A position where the jiu jitsu player controls his opponents only with his arms but sitting up with legs in front prepared for an exchange.

Half Guard

A fundamental position in brazilian jiu jitsu and is very common and arises very often when the opponent attempts to pass the jiu jitsu players guard but gets one leg entangled by the jiu jitsu player. This position opens up another whole chapter in jiu jitsu with a range of sweeps and submissions that can be done from the bottom and submissions and passes that can be done from the top. From a vale-tudo perspective of course the top position is advantageous but from sports jiu jitsu perspective a skillful half-guard player can do very well here.

Knee-on the belly

Also known as the knee-mount, this is a dominant grappling position with the opponent placing a knee at the bottom of the jiu jitsu players torso and the other leg extended for balance.
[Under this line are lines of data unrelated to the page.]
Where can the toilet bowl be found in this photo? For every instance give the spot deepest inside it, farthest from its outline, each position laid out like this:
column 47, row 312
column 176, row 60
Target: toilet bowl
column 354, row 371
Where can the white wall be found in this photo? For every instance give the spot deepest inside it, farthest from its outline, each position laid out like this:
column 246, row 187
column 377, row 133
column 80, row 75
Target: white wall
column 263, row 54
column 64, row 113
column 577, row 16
This position is most commonly attained from side-control (cross-body).


This is another dominant grappling position typically achieved once the opponent is successful in passing the guard. The top player lies perpendicular to the player on the bottom with his legs free exerting full control.


This is a position achieved as a transition from side-control and is well-known in judo and translated as "scarf-hold". Two variations of this pin exist with one arm under the head and the other under the arm of the player on the bottom.

Another slight variation of this hold is known as kata-gatame whe the arm of the opponent on the bottom is placed around his head allowing the top opponent to execute the arm-triangle choke if needed.


This a dominant ground grappling position where one player is supine, with the other player invertedly lying prone on top, normally with his or her head over the bottom opponents's chest.


A dominant grappling position with the player on top sitting on the bottom player's torso. The bottom player is unable to exercise any submissions from this position and focuses on escaping while the top player tries to maintain this position and execute chokes and locks.


Another very dominant position where one player is behind the other controlling him. The defending player facing down is considered to be in an inferior position. The player that achieved this position attempts to hook his legs around in order to maintain good control and the proceed to execute a submission.